大和国の四つの水分神社を訪ねて

 昨年(2019年)に大和国の四つの水分神社を訪ねた。実際は、あちらこちら立ち寄って、四つ以上の神社に行ったことになる。都祁では2カ所(都祁水分神社と都祁山口神社)。宇陀では3カ所(宇陀水分神社の上社、中社、下社)。御所の葛木水分神社のときは大阪側(河内側)の建水分神社にも訪れた。吉野の場合は、もとあったという青根ヶ峰の登頂を果たせなかったことが心残りである。

 この四カ所の水分神社を訪れてみて、あとで現在の水系を地図でみていたら、葛木水分神社の水系だけが奈良盆地に注いでおり、あとの3カ所の水はいずれも奈良盆地には注いでいないということに気づき、これには驚いた。

 当然のことながら、奈良盆地の水事情はどうなっているのか? という疑問が湧いてくる。過去の水事情も問題となってくる。奈良の水事情については長い歴史があるようだ。

 そこらあたりの疑問を晴らしていくきっかけになったものの一つに「盆地」というキーワードがあった。奈良盆地はたいへん大きな盆地である。周りの山からの川はいずれも短い。直観的に水不足になるのではないかと思ったが、いくつかの見方からするとその通りであった。

 「盆地」という言葉には、最初は景観論的な見方から接近していた。都祁、宇陀を訪れたとき、「水分神社」型景観は「盆地」の景観と同様のものとして見ることができる、と樋口忠彦『日本の景観』にはあったし、その通りだと思ったからである。「盆地」というキーワードがあって、昔に読んだ米山俊直『小盆地宇宙と日本文化』岩波書店、を思いだした。再度読んでみて驚いたのは、米山氏は「大和高原」の都祁に生まれ、都祁水分神社の氏子であったと書かれていたことである。昔読んだことはきれいさっぱり忘れていたが、「盆地」という言葉だけでも憶えていて、思い出したことはよかったと思った。

 景観論というのは地形と密接に関係している議論である。景観と風景と区別する議論もあるが、ひとまず風景と言ってもよいであろう。
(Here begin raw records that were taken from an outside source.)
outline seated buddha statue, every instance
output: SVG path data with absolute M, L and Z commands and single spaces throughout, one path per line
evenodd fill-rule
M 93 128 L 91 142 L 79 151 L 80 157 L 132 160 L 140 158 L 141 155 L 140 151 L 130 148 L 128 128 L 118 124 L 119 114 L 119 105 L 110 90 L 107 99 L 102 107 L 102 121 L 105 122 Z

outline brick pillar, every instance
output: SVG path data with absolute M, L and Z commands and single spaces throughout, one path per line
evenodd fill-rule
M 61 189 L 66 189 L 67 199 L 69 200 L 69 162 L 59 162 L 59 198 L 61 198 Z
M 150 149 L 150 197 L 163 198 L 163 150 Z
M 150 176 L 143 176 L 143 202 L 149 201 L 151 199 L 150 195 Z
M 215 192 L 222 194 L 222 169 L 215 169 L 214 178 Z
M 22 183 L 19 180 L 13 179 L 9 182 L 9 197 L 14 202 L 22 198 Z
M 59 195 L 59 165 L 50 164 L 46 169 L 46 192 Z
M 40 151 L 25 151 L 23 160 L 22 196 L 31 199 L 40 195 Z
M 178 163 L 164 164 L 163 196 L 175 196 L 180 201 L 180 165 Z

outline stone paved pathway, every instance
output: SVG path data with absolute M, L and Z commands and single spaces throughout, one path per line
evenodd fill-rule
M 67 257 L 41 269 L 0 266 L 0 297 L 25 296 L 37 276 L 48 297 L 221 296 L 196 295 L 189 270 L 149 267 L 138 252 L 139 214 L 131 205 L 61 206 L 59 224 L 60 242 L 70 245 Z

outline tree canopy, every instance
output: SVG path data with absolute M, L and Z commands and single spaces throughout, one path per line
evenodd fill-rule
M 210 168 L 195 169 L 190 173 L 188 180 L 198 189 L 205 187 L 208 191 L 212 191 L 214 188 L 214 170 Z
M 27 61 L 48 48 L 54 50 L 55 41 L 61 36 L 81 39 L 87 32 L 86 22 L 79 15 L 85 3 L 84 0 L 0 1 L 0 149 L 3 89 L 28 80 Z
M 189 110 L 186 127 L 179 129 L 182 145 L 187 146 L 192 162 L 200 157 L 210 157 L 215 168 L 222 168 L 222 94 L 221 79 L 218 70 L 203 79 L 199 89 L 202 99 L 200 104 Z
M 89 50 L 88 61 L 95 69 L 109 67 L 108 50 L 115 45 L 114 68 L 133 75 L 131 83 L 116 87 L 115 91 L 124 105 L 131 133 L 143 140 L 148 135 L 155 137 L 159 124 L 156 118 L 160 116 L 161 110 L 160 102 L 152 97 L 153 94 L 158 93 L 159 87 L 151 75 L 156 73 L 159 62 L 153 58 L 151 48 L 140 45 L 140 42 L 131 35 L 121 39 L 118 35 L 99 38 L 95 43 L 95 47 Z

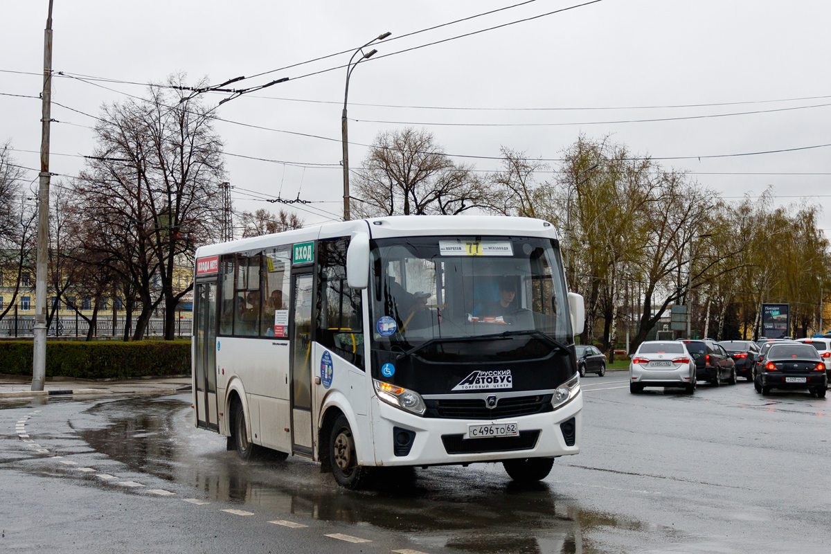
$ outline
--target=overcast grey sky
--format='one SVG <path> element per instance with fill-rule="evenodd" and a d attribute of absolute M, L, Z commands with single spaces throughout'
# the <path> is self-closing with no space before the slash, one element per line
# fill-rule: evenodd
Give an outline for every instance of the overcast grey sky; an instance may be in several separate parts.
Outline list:
<path fill-rule="evenodd" d="M 772 185 L 781 203 L 813 198 L 826 207 L 821 227 L 831 231 L 827 208 L 831 197 L 822 196 L 831 195 L 827 186 L 831 147 L 703 157 L 831 144 L 831 2 L 602 0 L 381 57 L 582 3 L 536 0 L 392 40 L 519 2 L 54 0 L 53 68 L 77 76 L 136 83 L 161 81 L 172 72 L 184 71 L 193 81 L 206 76 L 219 83 L 355 48 L 389 31 L 392 36 L 375 47 L 377 59 L 362 63 L 352 75 L 349 116 L 357 120 L 349 124 L 350 141 L 355 143 L 349 154 L 352 166 L 366 154 L 361 145 L 371 143 L 380 131 L 405 126 L 371 121 L 460 124 L 414 126 L 433 132 L 448 153 L 472 156 L 498 157 L 504 145 L 530 157 L 556 159 L 581 132 L 593 138 L 612 134 L 614 140 L 641 154 L 702 156 L 662 163 L 696 173 L 701 184 L 725 197 L 758 194 Z M 39 94 L 47 6 L 47 0 L 2 0 L 0 93 Z M 345 70 L 293 79 L 340 66 L 348 57 L 341 55 L 243 81 L 256 85 L 283 76 L 293 79 L 218 110 L 225 120 L 332 139 L 218 122 L 216 130 L 229 153 L 301 165 L 329 164 L 302 167 L 229 157 L 238 209 L 277 208 L 243 199 L 248 198 L 244 189 L 284 198 L 299 193 L 302 199 L 320 201 L 306 207 L 314 214 L 298 212 L 308 223 L 340 217 Z M 97 115 L 102 103 L 122 101 L 125 93 L 146 96 L 140 85 L 56 78 L 52 98 Z M 223 97 L 204 96 L 209 105 Z M 753 103 L 647 107 L 734 102 Z M 392 105 L 405 107 L 387 107 Z M 17 159 L 31 168 L 38 167 L 40 110 L 38 100 L 0 95 L 0 142 L 10 139 Z M 613 123 L 773 110 L 778 111 Z M 57 105 L 52 117 L 61 123 L 52 127 L 51 169 L 75 174 L 83 164 L 76 154 L 90 154 L 94 147 L 88 128 L 94 120 Z M 484 170 L 499 164 L 497 159 L 456 159 Z M 799 174 L 810 173 L 829 174 Z M 31 172 L 31 177 L 37 174 Z"/>

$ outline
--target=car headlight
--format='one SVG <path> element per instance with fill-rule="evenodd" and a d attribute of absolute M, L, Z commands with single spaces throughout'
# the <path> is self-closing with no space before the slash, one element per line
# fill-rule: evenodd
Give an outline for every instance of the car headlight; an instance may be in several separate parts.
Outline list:
<path fill-rule="evenodd" d="M 579 392 L 580 375 L 575 373 L 573 377 L 557 387 L 557 390 L 554 391 L 554 395 L 551 399 L 551 404 L 553 405 L 554 409 L 556 409 L 570 402 Z"/>
<path fill-rule="evenodd" d="M 379 381 L 377 379 L 372 380 L 372 385 L 375 385 L 375 394 L 378 398 L 391 406 L 418 415 L 423 415 L 427 409 L 421 395 L 414 390 Z"/>

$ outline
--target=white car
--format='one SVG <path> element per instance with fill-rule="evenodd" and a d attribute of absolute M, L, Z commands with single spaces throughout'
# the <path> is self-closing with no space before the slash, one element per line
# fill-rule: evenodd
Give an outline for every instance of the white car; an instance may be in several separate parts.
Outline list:
<path fill-rule="evenodd" d="M 696 392 L 696 360 L 683 342 L 647 341 L 637 347 L 629 364 L 629 391 L 643 387 L 679 387 Z"/>

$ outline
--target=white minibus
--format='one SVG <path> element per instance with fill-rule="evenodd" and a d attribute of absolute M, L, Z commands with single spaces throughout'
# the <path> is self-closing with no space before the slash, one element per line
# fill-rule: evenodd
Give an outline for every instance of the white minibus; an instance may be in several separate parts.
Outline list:
<path fill-rule="evenodd" d="M 502 462 L 538 480 L 580 451 L 574 336 L 557 233 L 528 218 L 397 216 L 196 251 L 195 424 L 372 468 Z"/>

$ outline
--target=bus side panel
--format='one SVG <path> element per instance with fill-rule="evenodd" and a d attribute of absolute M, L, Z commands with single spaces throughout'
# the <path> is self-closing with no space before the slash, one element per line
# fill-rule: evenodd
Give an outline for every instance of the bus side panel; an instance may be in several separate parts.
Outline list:
<path fill-rule="evenodd" d="M 323 354 L 329 353 L 332 360 L 332 380 L 324 379 Z M 372 449 L 372 433 L 367 417 L 369 389 L 367 376 L 360 369 L 340 357 L 334 351 L 314 343 L 314 358 L 312 359 L 312 373 L 315 377 L 313 385 L 314 421 L 318 422 L 314 427 L 315 438 L 322 441 L 328 441 L 328 437 L 318 437 L 322 409 L 329 405 L 337 405 L 349 419 L 352 428 L 352 436 L 355 438 L 355 450 L 361 465 L 375 465 L 375 454 Z M 328 387 L 327 384 L 328 383 Z M 363 407 L 361 409 L 361 406 Z M 361 414 L 362 412 L 362 414 Z M 328 448 L 324 444 L 323 448 Z"/>

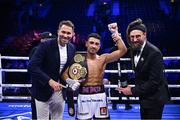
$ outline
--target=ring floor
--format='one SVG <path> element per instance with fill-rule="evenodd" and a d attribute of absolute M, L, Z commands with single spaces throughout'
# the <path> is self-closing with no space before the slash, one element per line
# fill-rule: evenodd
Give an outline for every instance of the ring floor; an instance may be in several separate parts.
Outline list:
<path fill-rule="evenodd" d="M 108 109 L 111 120 L 139 120 L 139 104 L 131 104 L 132 109 L 125 110 L 124 104 L 118 104 L 117 110 Z M 74 120 L 67 112 L 65 106 L 63 120 Z M 31 120 L 31 105 L 24 102 L 0 102 L 0 120 Z M 180 104 L 167 104 L 163 112 L 162 120 L 180 120 Z"/>

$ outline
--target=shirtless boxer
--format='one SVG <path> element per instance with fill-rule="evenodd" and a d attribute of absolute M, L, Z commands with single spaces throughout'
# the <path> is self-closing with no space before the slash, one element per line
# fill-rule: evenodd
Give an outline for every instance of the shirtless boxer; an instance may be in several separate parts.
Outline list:
<path fill-rule="evenodd" d="M 85 81 L 81 82 L 79 87 L 76 116 L 78 120 L 87 120 L 93 117 L 98 119 L 109 118 L 107 98 L 103 85 L 104 70 L 107 63 L 123 56 L 127 48 L 119 34 L 112 34 L 112 39 L 118 49 L 112 53 L 98 55 L 100 39 L 97 33 L 91 33 L 86 41 L 88 74 Z M 68 78 L 67 73 L 64 75 L 64 79 L 66 82 L 72 83 L 72 88 L 74 84 L 74 88 L 77 88 L 77 81 Z"/>

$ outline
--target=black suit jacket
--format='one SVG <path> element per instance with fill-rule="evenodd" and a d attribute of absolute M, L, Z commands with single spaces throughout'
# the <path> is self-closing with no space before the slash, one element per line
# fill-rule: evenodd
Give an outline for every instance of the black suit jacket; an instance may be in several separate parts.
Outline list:
<path fill-rule="evenodd" d="M 50 40 L 40 43 L 32 55 L 28 64 L 28 72 L 31 75 L 32 95 L 35 99 L 47 101 L 51 97 L 53 89 L 48 84 L 50 79 L 65 84 L 65 81 L 61 80 L 60 76 L 70 65 L 75 55 L 74 45 L 67 44 L 67 62 L 61 73 L 59 73 L 60 54 L 58 41 Z"/>
<path fill-rule="evenodd" d="M 160 50 L 146 42 L 135 71 L 135 87 L 132 94 L 139 96 L 140 104 L 143 107 L 163 105 L 170 100 L 168 83 L 164 75 L 164 62 Z"/>

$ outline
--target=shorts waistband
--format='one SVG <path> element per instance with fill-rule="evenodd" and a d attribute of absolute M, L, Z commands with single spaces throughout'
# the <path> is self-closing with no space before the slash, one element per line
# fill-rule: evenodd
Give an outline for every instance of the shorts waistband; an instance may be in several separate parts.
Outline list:
<path fill-rule="evenodd" d="M 96 94 L 96 93 L 104 93 L 104 85 L 96 85 L 96 86 L 80 86 L 79 93 L 80 94 Z"/>

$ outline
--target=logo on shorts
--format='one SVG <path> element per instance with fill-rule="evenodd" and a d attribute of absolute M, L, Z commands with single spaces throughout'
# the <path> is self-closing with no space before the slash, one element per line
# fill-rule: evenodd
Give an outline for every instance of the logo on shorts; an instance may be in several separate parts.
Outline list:
<path fill-rule="evenodd" d="M 107 107 L 100 108 L 100 115 L 107 115 Z"/>

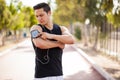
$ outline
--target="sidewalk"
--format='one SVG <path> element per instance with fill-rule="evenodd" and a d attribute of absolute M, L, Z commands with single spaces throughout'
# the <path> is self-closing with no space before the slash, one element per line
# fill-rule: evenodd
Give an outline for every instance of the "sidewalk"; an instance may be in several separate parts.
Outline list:
<path fill-rule="evenodd" d="M 27 45 L 27 42 L 29 41 L 25 41 L 24 43 L 22 42 L 22 44 Z M 93 53 L 93 52 L 88 51 L 87 54 L 88 53 Z M 99 59 L 102 59 L 102 58 L 99 57 Z M 92 65 L 89 64 L 82 56 L 80 56 L 80 53 L 77 52 L 71 46 L 67 46 L 64 49 L 63 71 L 64 71 L 65 80 L 90 80 L 90 79 L 91 80 L 105 80 L 99 73 L 96 72 L 95 69 L 93 69 Z"/>
<path fill-rule="evenodd" d="M 112 77 L 120 80 L 120 64 L 117 61 L 103 55 L 100 51 L 93 50 L 90 46 L 84 46 L 82 43 L 76 44 L 76 46 L 82 49 L 97 65 L 102 67 Z"/>

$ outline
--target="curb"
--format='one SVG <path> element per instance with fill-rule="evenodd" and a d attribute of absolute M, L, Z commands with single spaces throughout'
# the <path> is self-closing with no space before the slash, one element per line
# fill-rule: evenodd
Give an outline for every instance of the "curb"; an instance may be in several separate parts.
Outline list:
<path fill-rule="evenodd" d="M 110 76 L 105 70 L 103 70 L 100 66 L 98 66 L 84 51 L 72 46 L 75 50 L 77 50 L 92 66 L 93 68 L 98 71 L 106 80 L 115 80 L 112 76 Z"/>

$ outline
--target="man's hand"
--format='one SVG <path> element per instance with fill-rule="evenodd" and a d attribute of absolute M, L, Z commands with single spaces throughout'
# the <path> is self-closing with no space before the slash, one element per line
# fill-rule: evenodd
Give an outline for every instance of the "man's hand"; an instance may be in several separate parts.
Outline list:
<path fill-rule="evenodd" d="M 59 48 L 64 49 L 65 48 L 65 44 L 58 42 L 59 43 Z"/>
<path fill-rule="evenodd" d="M 53 35 L 54 35 L 54 34 L 42 32 L 41 38 L 44 39 L 44 40 L 46 40 L 46 39 L 52 39 L 52 36 L 53 36 Z"/>

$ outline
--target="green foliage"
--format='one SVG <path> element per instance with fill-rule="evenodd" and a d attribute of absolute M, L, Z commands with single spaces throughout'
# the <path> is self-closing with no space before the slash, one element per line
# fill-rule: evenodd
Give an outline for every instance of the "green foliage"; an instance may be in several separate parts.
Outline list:
<path fill-rule="evenodd" d="M 81 30 L 80 30 L 79 27 L 75 28 L 75 34 L 74 35 L 77 39 L 81 40 Z"/>

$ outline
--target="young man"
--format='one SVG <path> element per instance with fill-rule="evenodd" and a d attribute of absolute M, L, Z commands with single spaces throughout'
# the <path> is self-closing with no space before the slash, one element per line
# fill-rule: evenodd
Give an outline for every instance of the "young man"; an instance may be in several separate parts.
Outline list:
<path fill-rule="evenodd" d="M 63 80 L 62 53 L 65 44 L 73 44 L 73 36 L 64 26 L 53 24 L 47 3 L 34 7 L 37 25 L 31 28 L 31 39 L 36 54 L 35 80 Z"/>

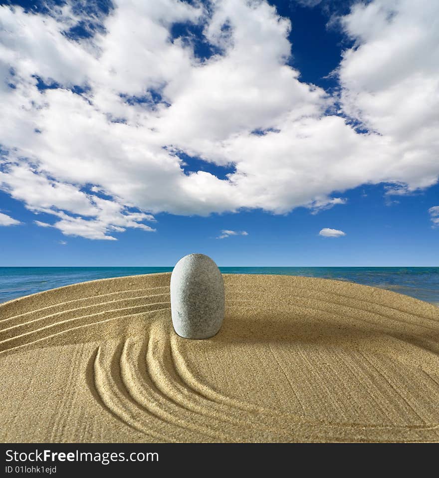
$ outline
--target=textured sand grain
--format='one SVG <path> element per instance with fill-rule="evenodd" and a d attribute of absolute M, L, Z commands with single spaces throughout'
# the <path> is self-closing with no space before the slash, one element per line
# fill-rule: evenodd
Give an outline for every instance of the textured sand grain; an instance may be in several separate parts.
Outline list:
<path fill-rule="evenodd" d="M 3 442 L 439 441 L 439 308 L 349 282 L 224 275 L 207 340 L 170 273 L 0 305 Z"/>

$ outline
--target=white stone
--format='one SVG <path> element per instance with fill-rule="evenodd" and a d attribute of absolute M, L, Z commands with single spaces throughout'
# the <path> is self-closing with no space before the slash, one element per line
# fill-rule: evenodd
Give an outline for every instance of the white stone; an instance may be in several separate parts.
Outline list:
<path fill-rule="evenodd" d="M 224 284 L 217 264 L 204 254 L 190 254 L 171 276 L 171 310 L 175 331 L 188 339 L 207 339 L 224 319 Z"/>

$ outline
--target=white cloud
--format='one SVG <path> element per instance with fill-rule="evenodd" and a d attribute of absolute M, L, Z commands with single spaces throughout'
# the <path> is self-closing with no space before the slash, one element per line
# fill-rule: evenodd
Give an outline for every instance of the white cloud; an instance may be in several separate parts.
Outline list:
<path fill-rule="evenodd" d="M 230 231 L 229 229 L 223 229 L 221 231 L 221 235 L 219 236 L 217 239 L 225 239 L 231 236 L 248 236 L 248 233 L 245 231 Z"/>
<path fill-rule="evenodd" d="M 39 226 L 40 228 L 51 228 L 52 225 L 49 224 L 47 223 L 43 223 L 40 221 L 34 221 L 33 222 L 37 226 Z"/>
<path fill-rule="evenodd" d="M 435 206 L 429 210 L 430 219 L 433 223 L 432 228 L 439 227 L 439 206 Z"/>
<path fill-rule="evenodd" d="M 21 224 L 19 221 L 14 219 L 13 218 L 11 218 L 7 214 L 0 213 L 0 226 L 16 226 L 17 224 Z"/>
<path fill-rule="evenodd" d="M 330 228 L 324 228 L 319 233 L 319 236 L 324 238 L 341 238 L 346 236 L 346 233 L 338 229 L 331 229 Z"/>
<path fill-rule="evenodd" d="M 154 230 L 143 222 L 162 212 L 316 212 L 362 184 L 404 194 L 437 181 L 437 1 L 373 0 L 342 18 L 356 45 L 337 70 L 340 98 L 287 65 L 291 25 L 265 1 L 217 0 L 211 12 L 114 3 L 105 30 L 76 41 L 63 34 L 78 19 L 68 6 L 45 16 L 0 7 L 0 184 L 64 234 L 114 240 Z M 220 53 L 202 61 L 171 41 L 177 21 L 202 26 Z M 62 87 L 40 92 L 35 75 Z M 151 104 L 152 90 L 161 102 Z M 225 180 L 185 174 L 179 151 L 234 169 Z"/>

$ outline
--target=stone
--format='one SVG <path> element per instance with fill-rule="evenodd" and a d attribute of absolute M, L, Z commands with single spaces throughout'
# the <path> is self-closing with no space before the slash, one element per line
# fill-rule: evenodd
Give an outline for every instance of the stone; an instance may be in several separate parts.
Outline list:
<path fill-rule="evenodd" d="M 207 339 L 224 319 L 222 276 L 204 254 L 185 255 L 171 275 L 171 310 L 176 332 L 187 339 Z"/>

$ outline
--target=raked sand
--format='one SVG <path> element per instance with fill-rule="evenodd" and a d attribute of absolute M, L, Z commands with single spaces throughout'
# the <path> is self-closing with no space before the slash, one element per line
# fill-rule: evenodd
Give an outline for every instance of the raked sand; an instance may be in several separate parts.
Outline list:
<path fill-rule="evenodd" d="M 170 273 L 0 305 L 2 442 L 438 442 L 439 308 L 224 275 L 219 333 L 172 328 Z"/>

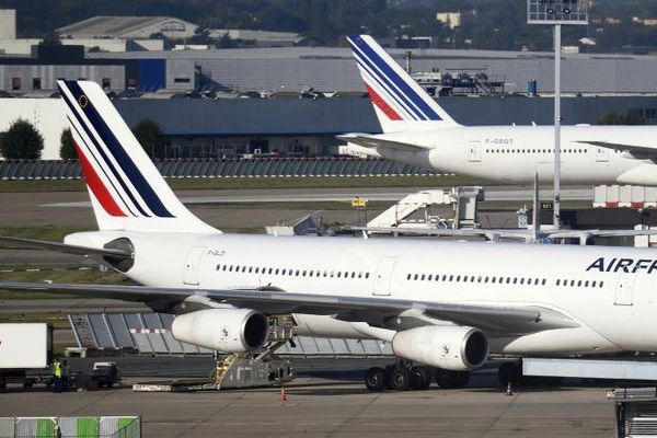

 建築家の山本理顕は、東大の原広司研究室にいたとき、世界の集落調査に携わった。やりかたは四駆をひたすら走らせて、集落を見つけるという方法だったという。この方法でどこにも負けないだけの数の集落を調査したという。この方法でクルマを走らせていると集落がある場所が地形でだいたい分かるのだという。そして発見されたその集落はほとんどが美しい集落であると言う。地形に沿った生き方をしているひとびとがつくりだす集落の普遍性というものが見えてくるようだ。